Foto : instagram/Donna Faroek

Linikaltim.id. SAMARINDA.Wafatnya mantan Gubernur Kalimantan Timur (Kaltim) ke-9 Awang Faroek Ishak dikonfirmasi Dayang Donna Faroek di penghujung waktu Minggu, 22 Desember 2024.

Melalui akun instagram-nya, anak kedua  Awang Faroek itu menyebut ayahnya sebagai sosok pemimpin yang penuh dedikasi dan cinta ke masyarakat Kaltim. Donna pun memohon doa untuk ayahnya.

Bacaan Lainnya

Pemilik nama asli Dayang Donna Walfiaries Tania itu menuliskan, bahwa ayahnya berpulang pada 22 Desember 2024 pukul 21.00 Wita.

Dari informasi yang dihimpun linikaltim.id  Awang Faroek menghembuskan napas terakhirnya di RSUD Kanujoso Djatiwibowo, Balikpapan. Jenazahnya akan dibawa dan dikebumikan di tanah kelahirannya di Kabupaten Kutai Kartanegara (Kukar) esok pagi.

Awang memang mengalami penurunan kesehatan semenjak teserang Bell’s Palsy 2014 lalu. Namun dia mampu melewati dan menyelesaikan masa kepemimpinannya meski harus di kursi roda.

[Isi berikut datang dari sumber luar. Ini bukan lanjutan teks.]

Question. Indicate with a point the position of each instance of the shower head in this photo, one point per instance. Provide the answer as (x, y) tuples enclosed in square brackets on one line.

Pria kelahiran 31 Januari 1948 itu juga masih aktif usai lepas dari jabatan Gubernur. Terbukti dari terpilihnya Awang menjadi anggota DPR RI daerah pemilihan Kaltim periode 2019 – 2024.

REKAM KEPEMIMPINAN

Awang Faroek tercatat 2 kali periode memimpin Kaltim. Jalan Tol Balikpapan-Samarinda (Balsam) merupakan salah satu peninggalan proyek infrastrukturnya yang sangat visioner.

Tak hanya jalan tol, banyak proyek infrastruktur peninggalan Awang Faroek lainnya yang membuat masyarakat Kaltim semakin maju.

Ada Jembatan Mahakam IV atau populer dengan Jembatan Kembar Mahakam. Bandara APT Pranoto Samarinda. Plenary Hall Sempaja Samarinda. Stadion Utama Palaran.

Sikap yang sangat berani juga pernah diambil Awang. Yaitu penolakan Awang terhadap pembangunan pabrik semen di kawasan Gunung Sekerat, Kutai Timur (Kutim). Saat itu Awang memperhitungkan ketersediaan air baku untuk air bersih Kawasan Industri dan Pelabuhan Internasional (KIPI) Maloy, jika pabrik itu hadir.

Dari segi pembangunan kesehatan, Awang juga mengembangkan Rumah Sakit Umum Daerah (RSUD) Abdul Wahab Sjahranie Samarinda menjadi rumah sakit gedongan yang punya fasilitas penanganan penyakit jantung terbaik di luar pulau Jawa.

Jelang masa akhir usianya, kabar Awang Faroek sempat mencuat ke publik. Komisi Pemberantasan Korupsi (KPK) memanggil mantan Awang Faroek Ishak terkait kasus dugaan korupsi izin usaha pertambangan (IUP) di Kaltim. Menyeret nama anaknya, Donna dan satu nama pengusaha. Namun kasus tersebut jalan di tempat hingga kabar duka ini datang.

Semoga berbagai kemajuan di Kaltim menjadi amal ibadah bagi almarhum Awang Faroek. Tidak dipungkiri, banyak kinerja masa kepemimpinan Awang Faroek mewariskan kemajuan di Kaltim saat ini. Selamat jalan, Pak. Doa kami kirimkan.